A Boussinesq-type method for fully nonlinear waves interacting with a rapidly varying bathymetry

• Published in: Coastal engineering (Amsterdam) Vol. 53; no. 5; pp. 487 - 504
• Main Authors: Madsen, Per A., Fuhrman, David R., Wang, Benlong
• Format: Journal Article
• Language: English
• Published: Amsterdam Elsevier B.V 01.04.2006; Elsevier
• Subjects: Boussinesq type equations; Earth sciences; Earth, ocean, space; Exact sciences and technology; Geomorphology, landform evolution; Marine; Marine and continental quaternary; Nonlinear waves; Rapidly varying bathymetry; Surficial geology; Boussinesq type equations; Nonlinear waves; Rapidly varying bathymetry; waves; extension; accuracy; velocity; expansion; harmonics; solution; numerical models; bathymetry; prediction; dispersion; trenches
• ISSN: 0378-3839; 1872-7379
• DOI: 10.1016/j.coastaleng.2005.11.002

New equations are derived for fully nonlinear and highly dispersive water waves interacting with a rapidly varying bathymetry.

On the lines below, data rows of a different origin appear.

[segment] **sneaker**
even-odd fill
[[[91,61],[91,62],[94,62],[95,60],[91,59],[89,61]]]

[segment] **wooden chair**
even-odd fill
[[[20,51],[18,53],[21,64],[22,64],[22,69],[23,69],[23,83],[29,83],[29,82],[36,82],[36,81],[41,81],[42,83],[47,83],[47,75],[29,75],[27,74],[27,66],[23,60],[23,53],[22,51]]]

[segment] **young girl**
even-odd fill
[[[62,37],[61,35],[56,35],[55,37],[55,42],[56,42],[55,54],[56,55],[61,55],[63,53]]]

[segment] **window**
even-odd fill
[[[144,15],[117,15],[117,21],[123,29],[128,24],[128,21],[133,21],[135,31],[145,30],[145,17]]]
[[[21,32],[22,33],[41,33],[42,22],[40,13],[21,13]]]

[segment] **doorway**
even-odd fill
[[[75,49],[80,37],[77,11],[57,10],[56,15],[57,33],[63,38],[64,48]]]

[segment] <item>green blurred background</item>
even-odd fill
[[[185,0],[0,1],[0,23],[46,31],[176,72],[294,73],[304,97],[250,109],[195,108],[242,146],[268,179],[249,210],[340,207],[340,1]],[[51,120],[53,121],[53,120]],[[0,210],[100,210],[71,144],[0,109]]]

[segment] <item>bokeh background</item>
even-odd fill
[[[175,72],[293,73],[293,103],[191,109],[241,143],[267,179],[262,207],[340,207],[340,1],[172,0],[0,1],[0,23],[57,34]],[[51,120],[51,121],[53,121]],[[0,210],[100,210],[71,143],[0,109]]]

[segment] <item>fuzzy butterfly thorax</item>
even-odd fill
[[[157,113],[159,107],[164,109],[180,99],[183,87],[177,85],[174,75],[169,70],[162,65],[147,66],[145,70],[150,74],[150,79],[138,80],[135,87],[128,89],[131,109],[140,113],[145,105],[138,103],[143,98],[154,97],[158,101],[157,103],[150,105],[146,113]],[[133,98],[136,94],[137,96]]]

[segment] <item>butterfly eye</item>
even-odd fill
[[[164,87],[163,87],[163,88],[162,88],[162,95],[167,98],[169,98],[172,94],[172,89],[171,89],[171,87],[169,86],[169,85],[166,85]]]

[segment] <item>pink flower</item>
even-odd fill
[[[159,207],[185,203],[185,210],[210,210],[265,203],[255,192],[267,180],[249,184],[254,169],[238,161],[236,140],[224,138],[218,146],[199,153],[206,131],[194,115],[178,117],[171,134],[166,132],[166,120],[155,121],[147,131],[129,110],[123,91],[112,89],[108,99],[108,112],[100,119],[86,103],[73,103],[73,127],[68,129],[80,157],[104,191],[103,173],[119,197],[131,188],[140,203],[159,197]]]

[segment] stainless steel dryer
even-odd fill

The derivation is an extension of a recent high order Boussinesq type formulation valid on a mildly sloping bottom. It is based on a series expansion from a rapidly spatially varying expansion level and the resulting general velocity formulation is given as a triple-summation of terms involving high derivatives of this expansion level. For practical implementation, it is necessary to simplify and truncate this general formulation and we do this by assuming that the expansion level (but not the bathymetry) is slowly varying in space. On this basis, the general expressions are simplified to include first and second derivatives of the expansion level and up to fifth-derivatives of the velocity variables. With this new approach, the accuracy of the dispersion relation can locally deteriorate, and we provide a guideline for using this technique within acceptable accuracy bounds. Numerical results are given for the linear reflection from a plane shelf, a Gaussian shaped trench, and a symmetric trench with sloped transitions. Furthermore, we simulate the linear class I and class II Bragg scattering from an undular sea bottom. The computations are verified against measurements, theoretical solutions and numerical models from the literature. Finally, we make a detailed investigation of nonlinear class III Bragg scattering and results are given for the sub-harmonic and super-harmonic interactions with the sea bed. We provide a new explanation and a prediction of the resulting downshift/upshift of the peak reflection/transmission as a function of wave steepness.